Dampak lainnya juga berupa penghilangan tutupan vegetasi dan struktur komposisi spesiesflora terrestrial akibat pembukaan lahan, dan hilangnya habitat fauna serta satwa dilindungi. Potensi kehilangan pohon untuk kebutuhan pembangunan TMF yaitu sekitar 185.884 pohon.
Pembukaan area baru untuk TMF PT AR juga diproyeksikan akan merusak sumber air, mulai dari perubahan pola aliran sungai, peningkatan limpasan air permukaan, penurunan kualitas air permukaan dan permukaan air tanah.
"Wilayah kerja perusahaan tambang tumpang tindih dengan hulu lima DAS utama yang menjadi sumber air bagi hampir 100.000 orang. Kerusakan ini berdampak langsung pada kualitas air dan ketahanan pangan masyarakat lokal," imbuhnya.
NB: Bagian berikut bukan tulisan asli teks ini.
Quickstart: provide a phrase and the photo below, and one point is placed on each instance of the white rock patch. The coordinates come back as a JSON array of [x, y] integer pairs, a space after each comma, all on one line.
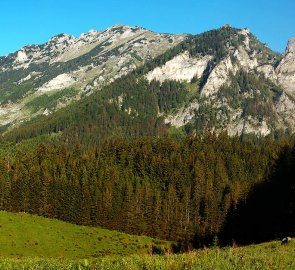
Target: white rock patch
[[21, 57], [219, 76], [59, 82]]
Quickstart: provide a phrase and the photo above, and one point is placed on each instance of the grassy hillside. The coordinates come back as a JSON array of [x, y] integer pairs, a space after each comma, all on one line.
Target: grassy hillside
[[264, 256], [23, 235]]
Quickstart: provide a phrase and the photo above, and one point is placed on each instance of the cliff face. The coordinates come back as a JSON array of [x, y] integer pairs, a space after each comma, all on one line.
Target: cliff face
[[286, 69], [234, 82]]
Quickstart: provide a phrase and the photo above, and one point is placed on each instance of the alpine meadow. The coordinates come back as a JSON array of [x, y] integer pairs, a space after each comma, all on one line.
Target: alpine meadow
[[125, 148]]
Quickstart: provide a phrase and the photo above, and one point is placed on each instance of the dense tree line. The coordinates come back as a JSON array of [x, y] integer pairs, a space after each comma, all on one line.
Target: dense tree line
[[167, 188], [129, 107]]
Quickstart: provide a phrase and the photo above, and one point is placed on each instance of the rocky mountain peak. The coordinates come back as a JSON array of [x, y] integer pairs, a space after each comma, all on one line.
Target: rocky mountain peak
[[291, 45]]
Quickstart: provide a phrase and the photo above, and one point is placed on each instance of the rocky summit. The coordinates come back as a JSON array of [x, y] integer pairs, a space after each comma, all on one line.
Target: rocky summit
[[229, 79]]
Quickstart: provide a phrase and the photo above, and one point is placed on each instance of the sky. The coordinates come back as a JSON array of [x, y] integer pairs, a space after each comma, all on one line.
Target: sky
[[26, 22]]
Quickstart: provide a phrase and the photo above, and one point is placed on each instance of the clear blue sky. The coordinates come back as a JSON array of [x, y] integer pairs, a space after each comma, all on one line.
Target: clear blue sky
[[35, 21]]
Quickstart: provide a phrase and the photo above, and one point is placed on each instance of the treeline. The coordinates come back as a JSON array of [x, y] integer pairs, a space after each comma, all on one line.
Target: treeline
[[127, 108], [167, 188], [269, 211]]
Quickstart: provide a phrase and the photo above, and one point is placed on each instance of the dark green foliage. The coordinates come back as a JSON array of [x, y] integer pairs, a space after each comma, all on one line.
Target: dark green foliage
[[269, 211], [167, 188]]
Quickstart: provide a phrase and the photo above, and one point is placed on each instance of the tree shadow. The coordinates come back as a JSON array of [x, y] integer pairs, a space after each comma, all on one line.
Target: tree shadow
[[268, 212]]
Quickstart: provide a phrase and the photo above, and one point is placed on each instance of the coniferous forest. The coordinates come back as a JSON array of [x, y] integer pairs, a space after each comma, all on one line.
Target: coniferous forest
[[193, 190]]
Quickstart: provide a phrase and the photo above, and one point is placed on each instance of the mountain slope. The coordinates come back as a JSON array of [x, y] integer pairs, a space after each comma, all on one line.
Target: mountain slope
[[224, 79], [31, 235], [39, 79]]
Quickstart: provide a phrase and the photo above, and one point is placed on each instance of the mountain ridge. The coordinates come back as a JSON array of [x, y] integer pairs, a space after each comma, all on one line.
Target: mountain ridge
[[208, 66]]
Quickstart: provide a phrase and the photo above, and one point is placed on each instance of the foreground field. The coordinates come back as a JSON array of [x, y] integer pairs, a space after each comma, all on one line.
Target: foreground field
[[23, 235], [32, 242], [264, 256]]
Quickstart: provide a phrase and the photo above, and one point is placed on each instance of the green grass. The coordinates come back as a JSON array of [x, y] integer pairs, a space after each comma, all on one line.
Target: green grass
[[264, 256], [23, 235], [32, 242]]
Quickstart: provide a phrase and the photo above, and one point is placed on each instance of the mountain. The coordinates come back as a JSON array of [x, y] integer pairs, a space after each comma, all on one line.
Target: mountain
[[39, 79], [223, 79]]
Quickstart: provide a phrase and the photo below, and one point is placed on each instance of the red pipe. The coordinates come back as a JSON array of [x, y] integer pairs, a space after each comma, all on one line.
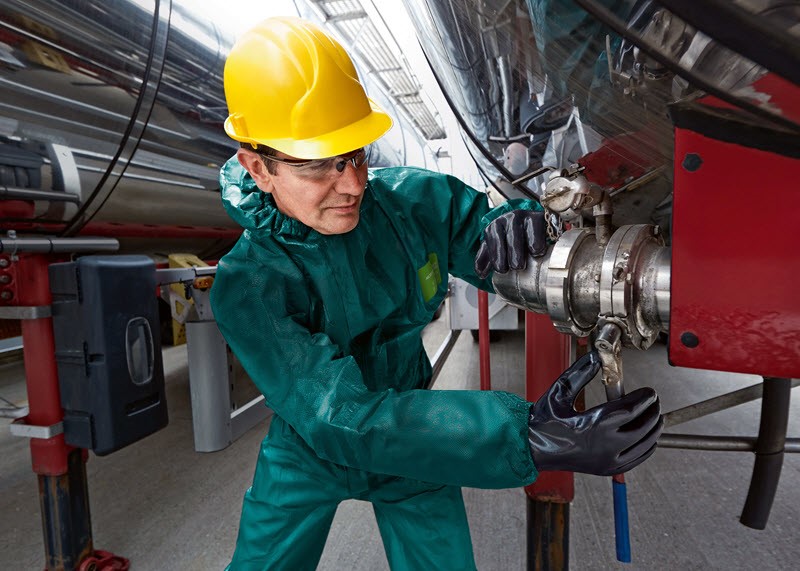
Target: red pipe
[[125, 230], [483, 340], [546, 357], [49, 457]]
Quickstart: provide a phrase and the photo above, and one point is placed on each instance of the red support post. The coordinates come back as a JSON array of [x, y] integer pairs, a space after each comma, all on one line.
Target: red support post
[[61, 468], [546, 357]]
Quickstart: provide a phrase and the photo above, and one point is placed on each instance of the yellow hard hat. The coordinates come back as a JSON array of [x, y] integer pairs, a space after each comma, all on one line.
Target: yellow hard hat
[[292, 87]]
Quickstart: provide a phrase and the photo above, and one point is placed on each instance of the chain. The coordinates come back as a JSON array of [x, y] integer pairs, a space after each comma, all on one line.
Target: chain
[[553, 224]]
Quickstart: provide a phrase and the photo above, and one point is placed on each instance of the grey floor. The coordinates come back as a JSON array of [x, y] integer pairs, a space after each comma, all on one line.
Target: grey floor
[[166, 507]]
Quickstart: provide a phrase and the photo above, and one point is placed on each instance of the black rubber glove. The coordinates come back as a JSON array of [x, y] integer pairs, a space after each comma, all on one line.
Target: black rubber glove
[[508, 240], [608, 439]]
Perubahan AMDAL PT AR terjadi sejalan dengan rencana perubahan target produksi bijih emas tahunan, dari yang awalnya 6 juta ton per tahun menjadi 7 juta ton per tahun. Peningkatan jumlah produksi membuat PT AR membutuhkan wilayah penimbunan yang lebih luas. Dalam AMDAL sebelumnya, area TMF tidak ada, sehingga ini merupakan area baru yang membutuhkan lahan baru juga.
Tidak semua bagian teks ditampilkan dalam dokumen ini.